A
variety of plants attracts a variety of wildlife. Plant a mixture of
species
so that many different types of birds, animals and insects can find food
and shelter.
Build homes and shelters for bats, toads
and butterflies. (One toad can eat as many as 1,500 earwigs in one
summer.)
Assist birds by using bird feeders
(especially during periods of severe winter weather) and bird houses, by
deliberately growing bushes and trees provide them with food and shelter,
and by maintaining a bird bath.
Create a pond in your backyard to attract
frogs and toads.
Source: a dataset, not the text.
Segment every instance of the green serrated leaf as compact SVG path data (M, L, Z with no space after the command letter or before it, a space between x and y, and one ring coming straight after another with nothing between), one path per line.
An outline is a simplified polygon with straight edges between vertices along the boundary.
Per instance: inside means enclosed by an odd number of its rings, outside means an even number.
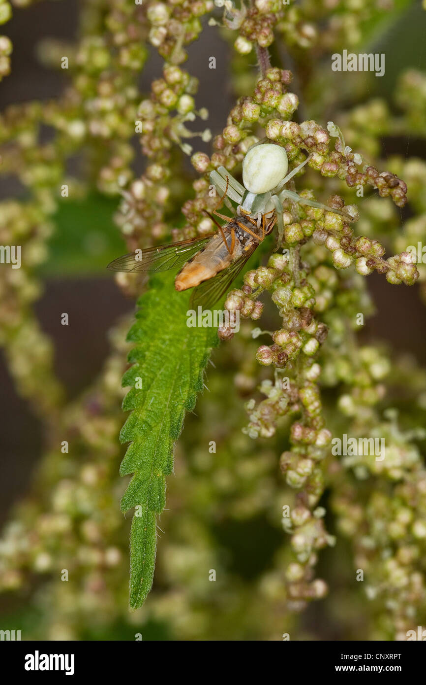
M135 343L133 366L122 379L131 386L123 409L131 414L122 428L122 443L131 442L120 473L133 473L124 493L123 512L135 507L130 540L130 608L141 606L151 589L157 546L157 514L165 504L165 476L173 469L173 445L186 411L202 390L211 349L218 344L214 328L189 328L189 293L177 292L172 275L152 279L137 301L140 308L127 339Z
By creating a favourable habitat, you may help
maintain or increase amphibian populations that have been decreasing in
recent years.
Use native species. Our songbirds take
more readily to a familiar thicket of native dogwood or willow than to
introduced, exotic species such as weeping mulberry. Native species
provide food as well as cover, and are not as likely as introduced species
to dominate other native plants.
Do your bit to conserve biodiversity by
planting heritage plants in your garden. You'll help save them from
extinction.
Gardeners and farmers help wildlife when
they avoid the use of pesticides. Many birds die every year after
feeding on fields, lawns, or golf courses immediately after treatment with
short lived pesticides. Look for less harmful ways to control
insects and weeds. Or live with them -- crabgrass and wasps are
wildlife too.
Keep domestic animals under
control. A bell around the neck of an outdoor cat alerts
birds. Domestic cats kill millions of songbirds a year.